V. L'homme du talus – un naturalisme qui n'est jamais morbide
C'est au tour de l'homme. Après les images de corps morts à la chair inentamée, voici de vieux bout d'os lavés par
les ans. Ils sont isolés et photographié un à un sur une surface enneigée. Les quatre images en double page ne reconstituent
pas un squelette et l'expression de la mort n'en est que plus abstraite. Ce pourrait être les restes de n'importe quels être vivant
voire de plusieurs différents, morts on ne sait dans quelles circonstances. La neige a recouvert un fois de plus l'espace-temps
et souligne l'aspect sculptural et minimal de la matière osseuse. Avec L'homme du talus, on finit sur un constat atemporel,
l'attestation d'un passage. Voilà ce qu'il reste, ce qu'il restera. Le même destin scelle l'animal et l'homme.
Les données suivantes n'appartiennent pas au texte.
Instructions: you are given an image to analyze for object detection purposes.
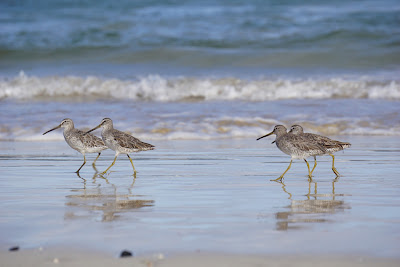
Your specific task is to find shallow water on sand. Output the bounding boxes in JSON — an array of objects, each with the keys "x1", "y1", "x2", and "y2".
[{"x1": 0, "y1": 136, "x2": 400, "y2": 258}]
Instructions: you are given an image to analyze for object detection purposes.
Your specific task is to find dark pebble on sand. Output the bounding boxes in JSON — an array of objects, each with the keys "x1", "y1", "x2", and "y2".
[
  {"x1": 8, "y1": 246, "x2": 19, "y2": 251},
  {"x1": 120, "y1": 250, "x2": 132, "y2": 258}
]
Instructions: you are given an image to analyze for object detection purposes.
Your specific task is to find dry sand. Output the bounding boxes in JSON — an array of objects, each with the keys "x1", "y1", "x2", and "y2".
[{"x1": 0, "y1": 249, "x2": 400, "y2": 267}]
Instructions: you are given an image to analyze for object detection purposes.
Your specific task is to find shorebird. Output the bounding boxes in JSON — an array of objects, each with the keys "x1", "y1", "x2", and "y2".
[
  {"x1": 289, "y1": 125, "x2": 351, "y2": 176},
  {"x1": 43, "y1": 118, "x2": 107, "y2": 173},
  {"x1": 257, "y1": 125, "x2": 326, "y2": 181},
  {"x1": 86, "y1": 118, "x2": 154, "y2": 175}
]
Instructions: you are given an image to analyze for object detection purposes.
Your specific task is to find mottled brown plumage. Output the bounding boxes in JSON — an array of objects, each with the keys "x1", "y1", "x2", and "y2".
[
  {"x1": 289, "y1": 125, "x2": 351, "y2": 176},
  {"x1": 257, "y1": 125, "x2": 326, "y2": 181},
  {"x1": 87, "y1": 118, "x2": 154, "y2": 174},
  {"x1": 43, "y1": 118, "x2": 107, "y2": 173}
]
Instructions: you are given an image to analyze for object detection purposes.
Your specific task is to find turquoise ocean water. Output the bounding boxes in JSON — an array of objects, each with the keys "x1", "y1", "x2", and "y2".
[{"x1": 0, "y1": 0, "x2": 400, "y2": 140}]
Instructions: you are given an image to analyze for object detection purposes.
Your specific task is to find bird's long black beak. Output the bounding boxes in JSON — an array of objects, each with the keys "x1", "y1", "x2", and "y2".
[
  {"x1": 257, "y1": 131, "x2": 274, "y2": 140},
  {"x1": 43, "y1": 124, "x2": 61, "y2": 135}
]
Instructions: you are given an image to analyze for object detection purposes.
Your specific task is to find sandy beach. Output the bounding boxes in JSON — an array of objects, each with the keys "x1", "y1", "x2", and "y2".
[{"x1": 0, "y1": 136, "x2": 400, "y2": 266}]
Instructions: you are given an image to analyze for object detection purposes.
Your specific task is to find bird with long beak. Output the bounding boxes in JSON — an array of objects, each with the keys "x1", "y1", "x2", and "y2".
[
  {"x1": 257, "y1": 125, "x2": 326, "y2": 181},
  {"x1": 43, "y1": 118, "x2": 107, "y2": 174},
  {"x1": 86, "y1": 118, "x2": 154, "y2": 175}
]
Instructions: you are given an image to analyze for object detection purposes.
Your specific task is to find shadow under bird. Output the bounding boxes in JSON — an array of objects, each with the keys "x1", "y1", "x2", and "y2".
[
  {"x1": 86, "y1": 118, "x2": 154, "y2": 175},
  {"x1": 257, "y1": 125, "x2": 326, "y2": 181},
  {"x1": 289, "y1": 125, "x2": 351, "y2": 176},
  {"x1": 43, "y1": 118, "x2": 107, "y2": 173}
]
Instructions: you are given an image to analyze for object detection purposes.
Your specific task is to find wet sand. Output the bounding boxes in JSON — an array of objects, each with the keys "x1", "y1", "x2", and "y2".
[{"x1": 0, "y1": 136, "x2": 400, "y2": 266}]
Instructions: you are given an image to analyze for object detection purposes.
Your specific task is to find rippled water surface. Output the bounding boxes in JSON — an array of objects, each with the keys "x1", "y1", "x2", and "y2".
[{"x1": 0, "y1": 136, "x2": 400, "y2": 257}]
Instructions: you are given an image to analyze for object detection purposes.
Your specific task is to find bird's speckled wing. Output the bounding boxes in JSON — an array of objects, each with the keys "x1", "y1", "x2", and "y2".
[
  {"x1": 76, "y1": 129, "x2": 107, "y2": 149},
  {"x1": 304, "y1": 133, "x2": 351, "y2": 151},
  {"x1": 113, "y1": 130, "x2": 154, "y2": 151},
  {"x1": 277, "y1": 134, "x2": 326, "y2": 155}
]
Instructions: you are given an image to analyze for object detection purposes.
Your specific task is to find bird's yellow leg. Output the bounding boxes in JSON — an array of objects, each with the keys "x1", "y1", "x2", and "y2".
[
  {"x1": 311, "y1": 156, "x2": 317, "y2": 175},
  {"x1": 271, "y1": 160, "x2": 293, "y2": 182},
  {"x1": 304, "y1": 159, "x2": 312, "y2": 178},
  {"x1": 76, "y1": 155, "x2": 86, "y2": 173},
  {"x1": 92, "y1": 153, "x2": 101, "y2": 166},
  {"x1": 329, "y1": 154, "x2": 340, "y2": 176},
  {"x1": 101, "y1": 156, "x2": 118, "y2": 175},
  {"x1": 126, "y1": 154, "x2": 136, "y2": 174}
]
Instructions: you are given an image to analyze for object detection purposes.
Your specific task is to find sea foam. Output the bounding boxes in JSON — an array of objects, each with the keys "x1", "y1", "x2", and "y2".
[{"x1": 0, "y1": 72, "x2": 400, "y2": 102}]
Regard de légiste, regard d'archéologue, ou bien simple regard curieux ; la mort ne fait jamais l'objet d'un naturalisme
morbide. Si l'ensemble des photographie évoque quelque chose de la précarité de la vie, l'ouvrage échappe à la vanité pure en
la débarrassant de sa posture angoissée. Les passeurs laisse ouverte la possibilité d'une réconciliation avec la mort où l'animal
est une entrée vers l'acceptation du passage terrestre.